Current Situation:
I am currently running a keyword search using multiple keywords in PHP and SQL. The field I'm applying the search to is the title field, which is a 250 VARCHAR field.
A user can input a single keyword, e.g. "apple" or also multiple, e.g. "apple banana yellow". The first option is trivial. For the second option, my current algorithm works like this:
- Try and find items that match the exact entire string "apple banana yellow" in the title. Order the results by index id.
- If no more results matching the exact entire string are found, or if none are found in the first place, search for all titles containing either "apple", "banana", or "yellow". Order the results by index id.
The algorithm is very basic but funny enough works pretty well.
What I'm looking for:
However I am now looking to implement a smarter search algorithm without having to rely on external paid scripts like Amazon services. I'm looking for a way to implement the following:
- fuzzy search (I've read about SOUNDEX or levenshtein which may realize this)

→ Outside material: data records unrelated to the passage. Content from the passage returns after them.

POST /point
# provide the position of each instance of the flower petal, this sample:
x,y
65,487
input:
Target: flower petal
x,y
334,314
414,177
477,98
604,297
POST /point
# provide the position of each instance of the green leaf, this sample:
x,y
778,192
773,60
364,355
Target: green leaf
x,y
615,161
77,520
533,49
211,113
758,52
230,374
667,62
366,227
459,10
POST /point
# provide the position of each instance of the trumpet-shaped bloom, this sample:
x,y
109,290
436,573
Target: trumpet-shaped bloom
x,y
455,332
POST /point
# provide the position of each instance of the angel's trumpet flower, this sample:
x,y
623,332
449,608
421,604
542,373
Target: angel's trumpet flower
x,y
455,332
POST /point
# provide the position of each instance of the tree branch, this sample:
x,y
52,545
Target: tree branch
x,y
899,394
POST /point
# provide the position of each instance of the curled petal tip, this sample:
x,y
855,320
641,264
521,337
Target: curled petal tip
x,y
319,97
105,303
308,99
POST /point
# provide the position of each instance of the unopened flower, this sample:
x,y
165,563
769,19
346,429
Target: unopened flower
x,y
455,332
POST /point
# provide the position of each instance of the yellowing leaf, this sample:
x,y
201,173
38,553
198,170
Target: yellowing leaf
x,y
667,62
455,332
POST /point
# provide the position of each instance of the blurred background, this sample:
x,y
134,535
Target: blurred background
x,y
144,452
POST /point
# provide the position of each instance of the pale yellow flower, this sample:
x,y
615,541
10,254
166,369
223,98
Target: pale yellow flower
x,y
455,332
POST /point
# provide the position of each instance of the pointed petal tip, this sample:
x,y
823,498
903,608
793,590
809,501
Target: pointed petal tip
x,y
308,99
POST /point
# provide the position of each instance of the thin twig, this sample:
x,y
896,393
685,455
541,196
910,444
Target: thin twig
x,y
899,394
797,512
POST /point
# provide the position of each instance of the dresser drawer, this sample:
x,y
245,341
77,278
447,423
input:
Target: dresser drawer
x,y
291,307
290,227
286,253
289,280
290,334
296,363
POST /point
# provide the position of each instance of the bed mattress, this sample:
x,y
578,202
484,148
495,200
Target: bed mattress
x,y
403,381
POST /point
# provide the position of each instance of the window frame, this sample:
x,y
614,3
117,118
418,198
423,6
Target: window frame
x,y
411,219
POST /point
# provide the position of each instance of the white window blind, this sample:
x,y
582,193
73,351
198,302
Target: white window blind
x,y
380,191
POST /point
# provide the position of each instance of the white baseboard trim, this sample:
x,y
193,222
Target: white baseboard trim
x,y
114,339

- smarter keyword search (Don't just either return items that match ALL words or JUST A SINGLE WORD, but maybe also 2 words or 3 words before)
- order by relevance/likeness (Order by likeness of the search to the title, and not just the index id)
- (Bonus: maybe even implement search for exact strings, like using " " on google to find exactly the words between the quotation marks)
What is the best way to get started with such a search? I am using InnoDB for MySQL.